I can't believe January is done. We have been doing the usual running the kids to karate, basketball, guitar, piano, broadway babies and church. I am feeling a little full of emotion at this time as I think back on last year. I was trying so hard to prepare for Luke. Trying to get the house ready, his things ready, mentally preparing to have a baby after quite a few years...if I had only known I would have sat down more with him and just cherished the moments while he was still inside me. Two neat things have happened this month. One day I received a letter from Scottish-Rite hospital where Luke was. They asked me to come share Luke's story at a lunch with hospital staff to let them know how our experience had gone. I hope to be able to share how God worked in us during that time too. Also that day I received an email from a lady who had come across our blog in following up on some of Luke's charts. She read his story and emailed me to say how thankful she was and how touched she was by what she read. Her 19 year-old son died last year in June just after Luke. God is still using his story. I continue to enjoy my time with two of Luke's nurses.

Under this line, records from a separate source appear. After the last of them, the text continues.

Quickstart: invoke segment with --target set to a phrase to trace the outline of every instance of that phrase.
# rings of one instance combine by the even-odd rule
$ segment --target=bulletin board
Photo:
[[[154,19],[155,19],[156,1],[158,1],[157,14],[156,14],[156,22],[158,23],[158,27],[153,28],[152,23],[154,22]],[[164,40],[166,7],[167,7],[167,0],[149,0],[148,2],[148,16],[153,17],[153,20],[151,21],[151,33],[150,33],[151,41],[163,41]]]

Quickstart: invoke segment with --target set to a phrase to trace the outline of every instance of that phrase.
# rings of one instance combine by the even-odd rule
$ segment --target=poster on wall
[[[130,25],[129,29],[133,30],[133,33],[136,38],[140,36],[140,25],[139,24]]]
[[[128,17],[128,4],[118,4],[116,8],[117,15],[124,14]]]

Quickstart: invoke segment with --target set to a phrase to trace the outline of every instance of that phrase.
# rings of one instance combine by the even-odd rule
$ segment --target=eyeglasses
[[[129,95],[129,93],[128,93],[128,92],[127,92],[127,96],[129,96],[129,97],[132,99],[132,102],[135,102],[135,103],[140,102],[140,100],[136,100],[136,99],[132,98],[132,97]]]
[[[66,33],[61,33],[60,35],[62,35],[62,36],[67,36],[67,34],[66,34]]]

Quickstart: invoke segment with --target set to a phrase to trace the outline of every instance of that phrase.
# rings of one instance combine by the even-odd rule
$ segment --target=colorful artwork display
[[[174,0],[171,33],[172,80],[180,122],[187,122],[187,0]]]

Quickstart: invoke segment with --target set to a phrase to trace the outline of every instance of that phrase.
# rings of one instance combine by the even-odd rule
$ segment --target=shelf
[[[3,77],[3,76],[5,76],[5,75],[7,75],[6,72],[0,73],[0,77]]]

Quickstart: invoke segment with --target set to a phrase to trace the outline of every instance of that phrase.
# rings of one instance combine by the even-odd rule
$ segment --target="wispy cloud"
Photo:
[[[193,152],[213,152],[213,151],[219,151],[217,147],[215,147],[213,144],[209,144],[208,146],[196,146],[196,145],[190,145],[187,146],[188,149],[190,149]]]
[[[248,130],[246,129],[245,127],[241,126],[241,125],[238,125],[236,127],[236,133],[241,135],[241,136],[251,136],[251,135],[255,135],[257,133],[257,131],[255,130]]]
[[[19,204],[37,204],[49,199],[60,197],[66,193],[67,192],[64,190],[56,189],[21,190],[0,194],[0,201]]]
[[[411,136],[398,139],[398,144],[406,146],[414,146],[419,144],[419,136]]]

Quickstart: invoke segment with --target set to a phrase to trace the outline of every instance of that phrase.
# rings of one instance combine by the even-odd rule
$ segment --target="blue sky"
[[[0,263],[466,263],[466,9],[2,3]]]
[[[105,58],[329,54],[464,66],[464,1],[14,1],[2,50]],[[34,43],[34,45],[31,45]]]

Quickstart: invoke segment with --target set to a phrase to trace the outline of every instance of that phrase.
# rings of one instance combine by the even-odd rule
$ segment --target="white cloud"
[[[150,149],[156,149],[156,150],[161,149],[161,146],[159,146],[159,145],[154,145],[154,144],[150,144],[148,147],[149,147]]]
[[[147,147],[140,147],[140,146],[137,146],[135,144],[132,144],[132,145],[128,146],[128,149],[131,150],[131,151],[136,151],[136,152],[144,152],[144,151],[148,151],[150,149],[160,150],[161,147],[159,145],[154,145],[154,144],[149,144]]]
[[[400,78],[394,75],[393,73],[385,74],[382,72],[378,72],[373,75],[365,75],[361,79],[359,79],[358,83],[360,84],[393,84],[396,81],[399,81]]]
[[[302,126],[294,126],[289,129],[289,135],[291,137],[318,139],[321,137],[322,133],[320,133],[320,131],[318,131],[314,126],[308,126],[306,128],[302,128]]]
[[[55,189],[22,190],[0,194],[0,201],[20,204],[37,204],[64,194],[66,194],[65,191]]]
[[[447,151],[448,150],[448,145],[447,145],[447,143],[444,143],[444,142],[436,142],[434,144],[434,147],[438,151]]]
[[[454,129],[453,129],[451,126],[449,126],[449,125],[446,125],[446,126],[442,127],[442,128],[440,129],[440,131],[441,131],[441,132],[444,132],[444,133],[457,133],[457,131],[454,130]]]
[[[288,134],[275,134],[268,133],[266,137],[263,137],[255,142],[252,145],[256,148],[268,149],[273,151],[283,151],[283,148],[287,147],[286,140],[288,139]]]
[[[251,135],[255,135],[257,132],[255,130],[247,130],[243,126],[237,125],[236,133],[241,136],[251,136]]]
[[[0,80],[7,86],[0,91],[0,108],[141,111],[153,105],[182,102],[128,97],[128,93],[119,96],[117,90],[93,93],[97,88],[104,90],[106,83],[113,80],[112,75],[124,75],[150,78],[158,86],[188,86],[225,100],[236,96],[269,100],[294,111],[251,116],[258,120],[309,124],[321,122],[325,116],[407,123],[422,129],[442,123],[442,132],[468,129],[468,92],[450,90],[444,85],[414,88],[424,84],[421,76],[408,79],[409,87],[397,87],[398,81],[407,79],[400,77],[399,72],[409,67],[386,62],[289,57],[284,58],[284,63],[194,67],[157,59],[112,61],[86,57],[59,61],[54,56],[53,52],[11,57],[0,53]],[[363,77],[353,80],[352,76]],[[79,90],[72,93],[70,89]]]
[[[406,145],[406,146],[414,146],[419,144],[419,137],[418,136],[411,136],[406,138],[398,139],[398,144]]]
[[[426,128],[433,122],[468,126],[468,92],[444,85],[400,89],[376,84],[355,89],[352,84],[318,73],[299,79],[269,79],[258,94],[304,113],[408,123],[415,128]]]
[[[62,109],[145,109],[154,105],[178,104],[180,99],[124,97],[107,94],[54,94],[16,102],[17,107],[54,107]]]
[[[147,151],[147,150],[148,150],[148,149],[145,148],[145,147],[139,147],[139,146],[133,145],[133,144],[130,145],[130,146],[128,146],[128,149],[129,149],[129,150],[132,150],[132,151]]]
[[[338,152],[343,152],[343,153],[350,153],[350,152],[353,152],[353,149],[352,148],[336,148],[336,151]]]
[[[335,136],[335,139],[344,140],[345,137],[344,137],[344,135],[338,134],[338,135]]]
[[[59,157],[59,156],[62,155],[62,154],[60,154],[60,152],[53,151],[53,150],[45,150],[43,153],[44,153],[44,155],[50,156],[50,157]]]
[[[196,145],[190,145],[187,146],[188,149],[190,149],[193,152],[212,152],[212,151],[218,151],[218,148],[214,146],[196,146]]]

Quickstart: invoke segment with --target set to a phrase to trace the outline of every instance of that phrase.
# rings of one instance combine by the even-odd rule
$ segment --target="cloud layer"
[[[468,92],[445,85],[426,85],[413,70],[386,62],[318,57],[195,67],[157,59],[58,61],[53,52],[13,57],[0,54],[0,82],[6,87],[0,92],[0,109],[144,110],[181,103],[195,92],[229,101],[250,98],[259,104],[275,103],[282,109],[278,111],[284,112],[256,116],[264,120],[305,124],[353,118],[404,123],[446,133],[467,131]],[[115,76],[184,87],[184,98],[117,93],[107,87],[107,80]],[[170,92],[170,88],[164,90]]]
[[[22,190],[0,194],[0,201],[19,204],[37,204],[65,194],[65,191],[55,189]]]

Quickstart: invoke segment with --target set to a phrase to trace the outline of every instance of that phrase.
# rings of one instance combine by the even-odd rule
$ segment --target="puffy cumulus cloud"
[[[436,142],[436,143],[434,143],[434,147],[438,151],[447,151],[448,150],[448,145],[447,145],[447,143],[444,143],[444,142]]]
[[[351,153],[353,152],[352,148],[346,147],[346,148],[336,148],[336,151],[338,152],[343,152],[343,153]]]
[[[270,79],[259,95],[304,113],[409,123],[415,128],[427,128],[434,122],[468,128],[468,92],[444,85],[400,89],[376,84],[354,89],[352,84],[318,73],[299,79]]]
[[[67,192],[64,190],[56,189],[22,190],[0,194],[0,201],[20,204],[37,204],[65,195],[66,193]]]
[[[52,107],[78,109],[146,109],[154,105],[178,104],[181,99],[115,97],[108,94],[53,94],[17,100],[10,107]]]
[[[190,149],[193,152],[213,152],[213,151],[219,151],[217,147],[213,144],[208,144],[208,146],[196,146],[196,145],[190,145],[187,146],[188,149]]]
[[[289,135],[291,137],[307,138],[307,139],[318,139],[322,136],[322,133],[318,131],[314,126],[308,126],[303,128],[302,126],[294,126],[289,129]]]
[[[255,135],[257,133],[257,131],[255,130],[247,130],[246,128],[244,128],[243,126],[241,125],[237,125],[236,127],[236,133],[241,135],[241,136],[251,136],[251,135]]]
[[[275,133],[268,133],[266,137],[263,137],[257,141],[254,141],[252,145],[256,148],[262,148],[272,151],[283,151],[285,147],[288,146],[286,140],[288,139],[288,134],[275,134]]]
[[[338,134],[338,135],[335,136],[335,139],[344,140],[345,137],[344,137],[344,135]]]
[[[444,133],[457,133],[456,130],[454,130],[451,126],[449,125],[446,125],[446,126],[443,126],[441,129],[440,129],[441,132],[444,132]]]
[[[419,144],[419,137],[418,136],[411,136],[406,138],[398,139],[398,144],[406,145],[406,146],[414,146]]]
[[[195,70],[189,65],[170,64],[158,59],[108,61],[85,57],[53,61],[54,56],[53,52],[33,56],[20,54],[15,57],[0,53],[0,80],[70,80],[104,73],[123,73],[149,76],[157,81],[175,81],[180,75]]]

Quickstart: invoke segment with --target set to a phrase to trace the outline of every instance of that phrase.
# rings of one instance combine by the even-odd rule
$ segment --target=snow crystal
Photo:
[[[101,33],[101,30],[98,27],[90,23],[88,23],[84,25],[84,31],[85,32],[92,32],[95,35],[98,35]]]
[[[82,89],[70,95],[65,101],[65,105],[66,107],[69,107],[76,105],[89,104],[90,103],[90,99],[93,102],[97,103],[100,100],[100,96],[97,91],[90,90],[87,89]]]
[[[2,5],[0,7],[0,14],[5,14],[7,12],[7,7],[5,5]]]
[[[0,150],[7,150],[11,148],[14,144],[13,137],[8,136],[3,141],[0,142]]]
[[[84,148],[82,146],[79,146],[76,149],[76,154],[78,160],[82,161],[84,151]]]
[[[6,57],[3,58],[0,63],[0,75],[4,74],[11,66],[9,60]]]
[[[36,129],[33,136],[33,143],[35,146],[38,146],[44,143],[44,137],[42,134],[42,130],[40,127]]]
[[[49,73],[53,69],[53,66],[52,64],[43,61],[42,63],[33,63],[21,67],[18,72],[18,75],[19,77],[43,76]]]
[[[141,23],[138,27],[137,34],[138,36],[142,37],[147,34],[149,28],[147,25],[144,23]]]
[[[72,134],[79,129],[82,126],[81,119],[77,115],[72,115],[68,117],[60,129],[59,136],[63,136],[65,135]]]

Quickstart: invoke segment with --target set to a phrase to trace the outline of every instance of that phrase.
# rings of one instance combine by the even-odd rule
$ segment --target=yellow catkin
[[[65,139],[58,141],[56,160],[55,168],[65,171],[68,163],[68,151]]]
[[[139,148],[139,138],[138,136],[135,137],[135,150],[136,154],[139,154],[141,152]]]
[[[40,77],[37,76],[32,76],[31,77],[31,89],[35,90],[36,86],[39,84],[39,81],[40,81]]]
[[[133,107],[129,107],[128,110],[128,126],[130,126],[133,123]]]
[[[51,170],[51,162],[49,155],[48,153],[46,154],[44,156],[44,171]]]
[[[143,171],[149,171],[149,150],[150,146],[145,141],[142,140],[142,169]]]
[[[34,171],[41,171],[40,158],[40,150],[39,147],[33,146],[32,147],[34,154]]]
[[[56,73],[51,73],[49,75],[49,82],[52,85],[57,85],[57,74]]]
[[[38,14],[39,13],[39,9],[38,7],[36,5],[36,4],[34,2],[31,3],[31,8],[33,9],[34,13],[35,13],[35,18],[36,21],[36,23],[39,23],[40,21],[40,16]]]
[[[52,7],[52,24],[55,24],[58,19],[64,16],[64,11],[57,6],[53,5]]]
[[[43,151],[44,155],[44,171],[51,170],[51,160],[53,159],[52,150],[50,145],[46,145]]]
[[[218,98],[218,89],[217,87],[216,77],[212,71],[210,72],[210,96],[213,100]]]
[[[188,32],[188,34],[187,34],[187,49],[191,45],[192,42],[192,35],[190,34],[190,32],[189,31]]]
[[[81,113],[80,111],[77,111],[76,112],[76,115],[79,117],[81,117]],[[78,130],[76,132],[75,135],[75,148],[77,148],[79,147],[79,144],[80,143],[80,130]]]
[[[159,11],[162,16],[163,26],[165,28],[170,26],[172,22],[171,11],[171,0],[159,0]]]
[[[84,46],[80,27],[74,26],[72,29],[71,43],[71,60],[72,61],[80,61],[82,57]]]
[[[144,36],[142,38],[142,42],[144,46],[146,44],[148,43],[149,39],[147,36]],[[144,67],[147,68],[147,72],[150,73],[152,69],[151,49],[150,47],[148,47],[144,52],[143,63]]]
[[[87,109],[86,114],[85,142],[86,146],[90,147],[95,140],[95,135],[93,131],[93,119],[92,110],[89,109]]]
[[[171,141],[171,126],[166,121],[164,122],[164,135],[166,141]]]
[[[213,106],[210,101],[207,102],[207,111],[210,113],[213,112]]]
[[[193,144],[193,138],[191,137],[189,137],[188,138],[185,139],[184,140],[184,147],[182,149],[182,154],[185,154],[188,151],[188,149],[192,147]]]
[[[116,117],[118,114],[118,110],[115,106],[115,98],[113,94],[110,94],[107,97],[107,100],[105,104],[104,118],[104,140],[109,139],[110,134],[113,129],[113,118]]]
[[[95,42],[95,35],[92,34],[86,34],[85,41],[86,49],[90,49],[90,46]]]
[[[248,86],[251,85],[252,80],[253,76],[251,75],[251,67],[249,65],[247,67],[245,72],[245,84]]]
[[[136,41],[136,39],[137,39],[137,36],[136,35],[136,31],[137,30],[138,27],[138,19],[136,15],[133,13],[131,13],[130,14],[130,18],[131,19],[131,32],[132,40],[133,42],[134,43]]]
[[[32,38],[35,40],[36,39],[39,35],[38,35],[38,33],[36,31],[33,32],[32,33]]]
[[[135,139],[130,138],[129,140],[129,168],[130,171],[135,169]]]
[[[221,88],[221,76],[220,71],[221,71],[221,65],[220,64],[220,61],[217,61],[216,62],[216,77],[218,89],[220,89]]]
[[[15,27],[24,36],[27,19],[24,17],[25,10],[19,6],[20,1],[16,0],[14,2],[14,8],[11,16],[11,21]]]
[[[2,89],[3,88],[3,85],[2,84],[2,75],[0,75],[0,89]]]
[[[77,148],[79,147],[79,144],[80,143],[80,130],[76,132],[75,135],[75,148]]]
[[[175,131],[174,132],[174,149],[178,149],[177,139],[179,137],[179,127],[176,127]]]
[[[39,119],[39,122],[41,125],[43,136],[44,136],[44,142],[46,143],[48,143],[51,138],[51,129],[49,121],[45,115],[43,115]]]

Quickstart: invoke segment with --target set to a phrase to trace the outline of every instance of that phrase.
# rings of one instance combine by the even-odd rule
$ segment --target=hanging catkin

Their friendships will always be special to me because they knew Luke and took care of him when I couldn't.

My friend Lynne shared this verse with me this week. 2 Corinthians 1:3-7 "Praise be to the God and Father of our Lord Jesus Christ, the Father of compassion and the God of all comfort, who comforts us in all our troubles, so that we can comfort those in any trouble with the comfort we ourselves have received from God. For just as the sufferings of Christ flow over into our lives, so also through Christ our comfort overflows. If we are distressed, it is for your comfort and salvation; if we are comforted, it is for your comfort, which produces in you patient endurance of the same sufferings we suffer. And our hope for you is firm, because we know that just as you share in our sufferings, so also you share in our comfort."

I love that God does comfort us in our sufferings and gives us his words and our own stories of how he has worked in our lives so that we can help others in their sufferings.

Friday, January 9, 2009

Oh how they change!




When we were in Kansas City over Christmas we took the kids by Crown Center on the way home from the Plaza lights. They love to climb on these big wooden vehicles they have out by the ice rink. I was taking the pictures off my camera and went back a few years to some old climbing adventures. They have changed to much! Here are Caleb, Hogan, Sarah, Sydney and Ben - 2003 and 2008.

Sunday, January 4, 2009

Laughter is the best medicine!

I have always heard that saying, but really lived it this week. We all headed to my mom's in Kansas City. Four adults, five kids, one dog and lots of chaos. We had food, movies, friends. loud music, games, food, toys, fighting, food, tv and lots of laughter. We always seem to laugh when we are together. Eric even said Rob's laugh sounded like my dad. We laughed over the kids, laughed at each other, laughed over cards and just had a lot of fun. It really lifted my spirits which hadn't been very merry. I am thankful God gave us humor and the ability to laugh. It just makes the world easier!